2011, Ansmann, Albert, Petzold, Andreas, Kandler, Konrad, Tegen, Ina, Wendisch, Manfred, Müller, Detlef, Weinzierl, Bernadett, Müller, Thomas, Heintzenberg, Jost

Two comprehensive field campaigns were conducted in 2006 and 2008 in the framework of the Saharan Mineral Dust Experiment (SAMUM) project. The relationship between chemical composition, shape morphology, size distribution and optical effects of the dust particles was investigated. The impact of Saharan dust on radiative transfer and the feedback of radiative effects upon dust emission and aerosol transport were studied. Field observations (ground-based, airborne and remote sensing) and modelling results were compared within a variety of dust closure experiments with a strong focus on vertical profiling.
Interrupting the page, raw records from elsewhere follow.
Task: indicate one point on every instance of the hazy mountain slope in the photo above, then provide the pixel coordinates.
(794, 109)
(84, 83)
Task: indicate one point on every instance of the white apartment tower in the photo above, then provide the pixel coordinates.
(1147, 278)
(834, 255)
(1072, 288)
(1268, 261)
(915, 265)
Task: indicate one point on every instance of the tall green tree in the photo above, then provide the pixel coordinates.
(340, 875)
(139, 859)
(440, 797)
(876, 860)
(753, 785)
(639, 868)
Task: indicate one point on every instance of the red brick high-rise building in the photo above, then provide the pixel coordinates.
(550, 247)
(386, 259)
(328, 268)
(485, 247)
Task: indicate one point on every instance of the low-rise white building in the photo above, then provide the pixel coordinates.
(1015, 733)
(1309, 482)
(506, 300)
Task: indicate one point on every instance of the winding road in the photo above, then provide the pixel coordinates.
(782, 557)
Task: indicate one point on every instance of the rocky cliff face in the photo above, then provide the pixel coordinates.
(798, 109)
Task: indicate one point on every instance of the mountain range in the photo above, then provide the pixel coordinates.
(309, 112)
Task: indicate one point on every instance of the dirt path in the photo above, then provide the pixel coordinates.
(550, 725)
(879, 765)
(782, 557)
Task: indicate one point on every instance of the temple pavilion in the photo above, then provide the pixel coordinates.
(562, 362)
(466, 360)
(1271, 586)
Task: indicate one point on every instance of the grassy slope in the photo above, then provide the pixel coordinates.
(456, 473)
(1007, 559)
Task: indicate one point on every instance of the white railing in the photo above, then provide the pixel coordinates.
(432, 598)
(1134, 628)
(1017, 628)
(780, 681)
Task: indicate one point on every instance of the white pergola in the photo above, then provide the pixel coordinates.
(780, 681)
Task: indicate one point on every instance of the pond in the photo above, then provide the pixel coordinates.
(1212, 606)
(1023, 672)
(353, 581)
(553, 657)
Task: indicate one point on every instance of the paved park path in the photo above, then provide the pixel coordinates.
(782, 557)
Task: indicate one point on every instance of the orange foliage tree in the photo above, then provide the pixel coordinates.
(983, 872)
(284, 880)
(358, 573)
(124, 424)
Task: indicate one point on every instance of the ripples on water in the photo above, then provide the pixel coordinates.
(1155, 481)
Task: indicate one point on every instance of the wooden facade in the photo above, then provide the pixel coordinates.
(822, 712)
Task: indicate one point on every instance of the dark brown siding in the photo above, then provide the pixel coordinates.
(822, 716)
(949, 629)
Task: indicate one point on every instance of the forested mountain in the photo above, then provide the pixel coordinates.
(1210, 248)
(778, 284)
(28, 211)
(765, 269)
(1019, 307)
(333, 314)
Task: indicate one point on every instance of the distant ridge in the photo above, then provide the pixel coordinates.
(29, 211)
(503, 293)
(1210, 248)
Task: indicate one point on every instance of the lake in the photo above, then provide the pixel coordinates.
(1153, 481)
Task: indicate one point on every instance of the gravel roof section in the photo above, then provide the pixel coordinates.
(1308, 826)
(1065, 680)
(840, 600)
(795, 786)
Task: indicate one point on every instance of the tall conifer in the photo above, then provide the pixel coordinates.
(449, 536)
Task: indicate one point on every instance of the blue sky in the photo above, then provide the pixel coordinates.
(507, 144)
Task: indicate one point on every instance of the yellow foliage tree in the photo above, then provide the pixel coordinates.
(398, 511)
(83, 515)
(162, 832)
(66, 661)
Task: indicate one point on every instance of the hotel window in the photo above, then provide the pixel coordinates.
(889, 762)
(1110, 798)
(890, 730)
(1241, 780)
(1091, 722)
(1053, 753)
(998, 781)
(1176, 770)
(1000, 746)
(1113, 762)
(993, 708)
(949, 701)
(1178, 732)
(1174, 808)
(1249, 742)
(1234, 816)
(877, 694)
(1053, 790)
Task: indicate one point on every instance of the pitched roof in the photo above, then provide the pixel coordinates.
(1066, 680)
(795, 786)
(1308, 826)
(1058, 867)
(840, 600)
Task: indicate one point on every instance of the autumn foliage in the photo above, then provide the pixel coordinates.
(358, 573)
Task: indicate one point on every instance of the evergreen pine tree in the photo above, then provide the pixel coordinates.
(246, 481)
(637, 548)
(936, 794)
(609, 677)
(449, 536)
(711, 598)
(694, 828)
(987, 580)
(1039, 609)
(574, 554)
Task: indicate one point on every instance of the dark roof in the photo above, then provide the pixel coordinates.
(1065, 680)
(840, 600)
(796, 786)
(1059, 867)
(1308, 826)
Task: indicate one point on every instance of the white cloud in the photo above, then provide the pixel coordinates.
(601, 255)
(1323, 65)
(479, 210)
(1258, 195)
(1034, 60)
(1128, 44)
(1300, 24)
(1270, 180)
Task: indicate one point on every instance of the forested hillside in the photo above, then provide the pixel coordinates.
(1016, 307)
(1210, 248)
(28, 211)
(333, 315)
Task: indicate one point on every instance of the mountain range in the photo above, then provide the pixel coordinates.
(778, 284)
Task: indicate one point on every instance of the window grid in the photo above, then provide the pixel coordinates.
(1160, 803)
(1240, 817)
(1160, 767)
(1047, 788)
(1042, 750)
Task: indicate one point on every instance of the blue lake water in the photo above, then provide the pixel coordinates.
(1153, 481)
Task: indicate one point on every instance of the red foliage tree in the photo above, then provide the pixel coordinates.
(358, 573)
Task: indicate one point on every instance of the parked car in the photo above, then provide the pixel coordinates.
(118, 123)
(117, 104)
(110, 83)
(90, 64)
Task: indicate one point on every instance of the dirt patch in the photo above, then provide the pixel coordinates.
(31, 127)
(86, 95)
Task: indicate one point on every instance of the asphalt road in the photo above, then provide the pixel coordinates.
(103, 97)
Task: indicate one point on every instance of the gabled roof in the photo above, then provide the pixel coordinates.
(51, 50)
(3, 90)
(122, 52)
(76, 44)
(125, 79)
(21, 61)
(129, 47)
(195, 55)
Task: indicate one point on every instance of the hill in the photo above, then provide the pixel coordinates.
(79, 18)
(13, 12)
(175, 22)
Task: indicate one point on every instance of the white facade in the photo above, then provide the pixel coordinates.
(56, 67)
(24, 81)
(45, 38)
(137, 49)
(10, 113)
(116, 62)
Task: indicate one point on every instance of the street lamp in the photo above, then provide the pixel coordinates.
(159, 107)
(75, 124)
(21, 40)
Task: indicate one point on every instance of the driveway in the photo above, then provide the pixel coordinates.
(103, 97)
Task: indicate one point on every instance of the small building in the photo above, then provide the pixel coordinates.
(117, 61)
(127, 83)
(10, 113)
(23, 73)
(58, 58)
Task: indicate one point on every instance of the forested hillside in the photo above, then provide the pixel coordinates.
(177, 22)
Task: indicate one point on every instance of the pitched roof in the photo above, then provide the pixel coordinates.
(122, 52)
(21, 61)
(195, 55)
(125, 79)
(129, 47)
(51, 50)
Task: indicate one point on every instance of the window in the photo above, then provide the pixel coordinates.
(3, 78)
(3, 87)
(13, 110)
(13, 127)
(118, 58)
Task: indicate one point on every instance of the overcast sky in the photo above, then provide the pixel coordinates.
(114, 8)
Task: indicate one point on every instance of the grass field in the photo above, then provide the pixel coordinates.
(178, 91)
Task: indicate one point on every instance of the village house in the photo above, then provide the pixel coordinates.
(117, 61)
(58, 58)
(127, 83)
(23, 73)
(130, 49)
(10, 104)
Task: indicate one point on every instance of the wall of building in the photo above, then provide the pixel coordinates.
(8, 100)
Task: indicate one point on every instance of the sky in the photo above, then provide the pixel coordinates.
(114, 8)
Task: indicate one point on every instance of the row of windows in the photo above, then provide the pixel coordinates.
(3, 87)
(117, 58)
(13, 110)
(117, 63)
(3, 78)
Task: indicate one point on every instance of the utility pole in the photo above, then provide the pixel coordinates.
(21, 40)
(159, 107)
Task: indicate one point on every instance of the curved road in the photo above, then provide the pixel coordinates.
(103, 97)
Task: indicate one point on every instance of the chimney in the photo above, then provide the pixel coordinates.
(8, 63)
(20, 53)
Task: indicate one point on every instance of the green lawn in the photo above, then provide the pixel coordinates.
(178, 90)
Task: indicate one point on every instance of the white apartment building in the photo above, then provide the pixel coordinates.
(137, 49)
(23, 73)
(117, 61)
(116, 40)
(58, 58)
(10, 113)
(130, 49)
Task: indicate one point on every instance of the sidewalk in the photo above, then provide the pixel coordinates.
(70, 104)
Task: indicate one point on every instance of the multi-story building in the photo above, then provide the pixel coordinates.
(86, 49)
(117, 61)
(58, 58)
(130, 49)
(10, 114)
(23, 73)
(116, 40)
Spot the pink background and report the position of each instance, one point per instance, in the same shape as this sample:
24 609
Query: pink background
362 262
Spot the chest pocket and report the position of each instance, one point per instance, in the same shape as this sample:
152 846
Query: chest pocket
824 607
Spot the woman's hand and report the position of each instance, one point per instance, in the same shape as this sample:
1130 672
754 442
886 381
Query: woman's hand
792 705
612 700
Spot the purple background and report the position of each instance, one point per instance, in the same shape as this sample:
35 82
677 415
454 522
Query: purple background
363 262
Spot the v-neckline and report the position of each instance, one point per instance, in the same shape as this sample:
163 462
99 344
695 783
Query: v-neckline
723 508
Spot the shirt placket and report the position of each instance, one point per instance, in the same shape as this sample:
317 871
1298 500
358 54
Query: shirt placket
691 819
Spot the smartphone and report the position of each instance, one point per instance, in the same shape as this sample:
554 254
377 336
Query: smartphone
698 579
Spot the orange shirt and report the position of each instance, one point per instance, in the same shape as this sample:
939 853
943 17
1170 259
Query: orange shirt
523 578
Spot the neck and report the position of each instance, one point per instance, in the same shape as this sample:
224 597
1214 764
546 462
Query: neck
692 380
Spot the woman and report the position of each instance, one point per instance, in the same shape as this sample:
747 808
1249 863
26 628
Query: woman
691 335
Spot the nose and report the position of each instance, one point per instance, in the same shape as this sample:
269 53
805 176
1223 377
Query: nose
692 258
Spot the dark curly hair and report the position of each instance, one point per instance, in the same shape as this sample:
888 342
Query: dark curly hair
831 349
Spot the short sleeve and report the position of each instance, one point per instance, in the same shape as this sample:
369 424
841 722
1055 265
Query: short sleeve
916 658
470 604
For the first time, multiwavelength Raman/polarization lidars and an airborne high spectral resolution lidar were involved in major dust field campaigns and provided profiles of the volume extinction coefficient of the particles at ambient conditions (for the full dust size distribution), of particle-shape-sensitive optical properties at several wavelengths, and a clear separation of dust and smoke profiles allowing for an estimation of the single-scattering albedo of the biomass-burning aerosol. SAMUM–1 took place in southern Morocco close to the Saharan desert in the summer of 2006, whereas SAMUM–2 was conducted in Cape Verde in the outflow region of desert dust and biomass-burning smoke from western Africa in the winter of 2008. This paper gives an overview of the SAMUM concept, strategy and goals, provides snapshots (highlights) of SAMUM–2 observations and modelling efforts, summarizes main findings of SAMUM–1 and SAMUM–2 and finally presents a list of remaining problems and unsolved questions.